The ownership of securities and other financial assets in another country by investors is known as foreign portfolio investment (FPI). It does not provide an investor with genuine ownership of a company’s assets, but it is extremely liquid in times of market turbulence. FPI, like foreign direct investment (FDI), is a popular way to invest in a foreign economy. FDI and FPI are both important sources of funding for most nations.
Understanding FDI and FPI
Portfolio investing entails making and keeping a hands-off or passive investment in assets with the hope of profit. Stocks, American depositary receipts (ADRs) or global depositary receipts of corporations located outside the investor’s country are examples of securities that can be included in a foreign portfolio investment. Bonds or other debt issued by these corporations or foreign governments, mutual funds or exchange traded funds (ETFs) that invest in assets abroad or overseas are further examples of holdings.
An individual investor, who desires to engage in opportunities outside of his or her own country, is more inclined to do so through an FPI. Foreign portfolio investment, on a broader scale, is a part of a country’s capital account and is represented in its balance of payments (BOP). So over the duration of a fiscal year, the BOP records the amount of money that flows from one nation to another.
Purchasing FPI is similar to buying domestic assets in many ways. Investors will primarily assess the financial condition of the organisation, offering investment and calculate the likelihood of investments producing returns over time. Furthermore, they will investigate any events that may have a negative impact on the investment’s potential growth.
An FPI helps an investor generate a decent amount of return in a relatively short time; however, the investor should pay careful attention to the conditions in the currency market as minor fluctuations can have a substantial impact on his earnings. FPIs have two main advantages: an investor can earn not only from the investment’s upward trend, but also from the current exchange rate between both the two currencies involved.
The Indian government has formed a high-level commission to reorganise the country’s foreign investment system, which is chaired by Arvind Mayaram, Secretary of the Department of Economic Affairs. This committee recently proposed defining investments in a company’s stock that exceed 10% as FDI and those that fall below 10% as FPI.
Why is the Indian economy in need of FPIs?
When a company’s funds are insufficient to maintain operations, it needs to raise investment. When the number of accessible local investors is limited, firms look forward to attracting foreign investment in the form of FPIs. The following are the benefits of FPIs:
- The investor can profit from his or her investment.
- Based on the current exchange rate between the currencies, he or she can benefit by investing overseas.
- To avoid the mismanagement of foreign funds, the government has established a set of norms and regulations. These regulations are updated and adjusted as needed.
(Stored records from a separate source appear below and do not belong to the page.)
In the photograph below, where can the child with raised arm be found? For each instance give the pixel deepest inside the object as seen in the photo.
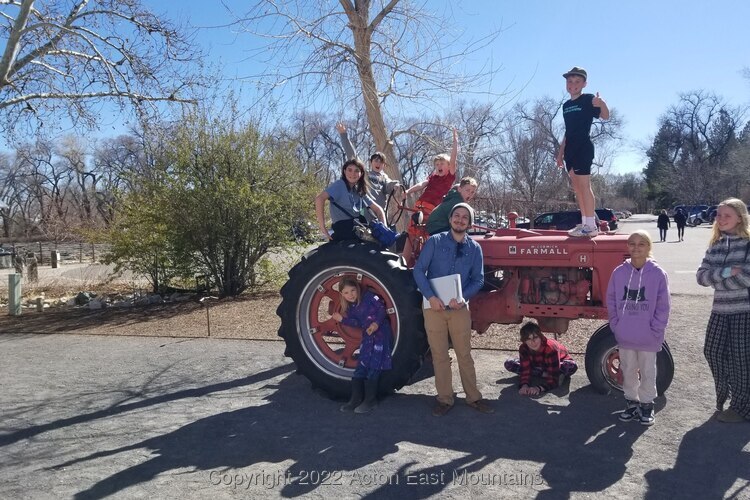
(576, 152)
(542, 363)
(349, 202)
(437, 185)
(380, 185)
(366, 311)
(638, 304)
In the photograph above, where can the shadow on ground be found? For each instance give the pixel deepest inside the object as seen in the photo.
(578, 453)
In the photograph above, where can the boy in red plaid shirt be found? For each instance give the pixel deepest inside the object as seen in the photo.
(544, 360)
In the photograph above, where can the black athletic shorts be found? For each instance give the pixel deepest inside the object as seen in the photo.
(579, 160)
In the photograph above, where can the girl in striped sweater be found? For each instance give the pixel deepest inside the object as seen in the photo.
(725, 267)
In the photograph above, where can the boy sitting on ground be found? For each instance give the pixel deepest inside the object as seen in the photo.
(542, 364)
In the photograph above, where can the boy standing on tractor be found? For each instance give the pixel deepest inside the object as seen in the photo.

The Budget’s Impact on the Indian Economy
The revisions to FPI laws in the Budget have both positive and negative implications for investors. Here are a few examples:
- The plan to make KYC standards mandatory might have a detrimental impact. Not all FPI entities are willing to openly identify themselves as investors.
- The Budget proposes an effective tax rate of 39 percent on taxable income between Rs.2 crore and Rs.5 crore, and 42.74 percent on income over Rs.5 crore.
- These tax rates apply to foreign portfolio investors, as around 40% of FPIs are individuals, trusts or other small companies. These FPIs would lose interest in investing if they were required to pay higher taxes.
- These individuals/small organisations may attempt to incorporate in order to avoid paying higher tax rates. They may be penalised under the General Anti-Avoidance Rules if they present themselves as corporate entities only for the purpose of tax evasion.
- In addition to the current products, FPIs can invest in debt securities of ReITs and InvITs. This opens up more space for foreign investment in India.
- The combination of the NRI portfolio investment scheme with the FPI scheme simplifies the procedure of NRIs investing in shares. This decision is likely to attract more equity-oriented capital to the Indian economy.
- According to the current economic condition, the Indian economy needs stimulation to sustain development and balance. Foreign portfolio investment is a critical source of finances for achieving greater economic stability.
- These investors will profit as a result. However, the Budget suggestions may not be altogether favourable. It is vital to wait for the Finance Ministry to alter the legislation so that foreign monies can flow freely into the nation.
Conclusion
The Indian government is doing everything possible to entice investors and enhance capital inflows into the country. It is anticipated that the government’s efforts would bear fruit fast.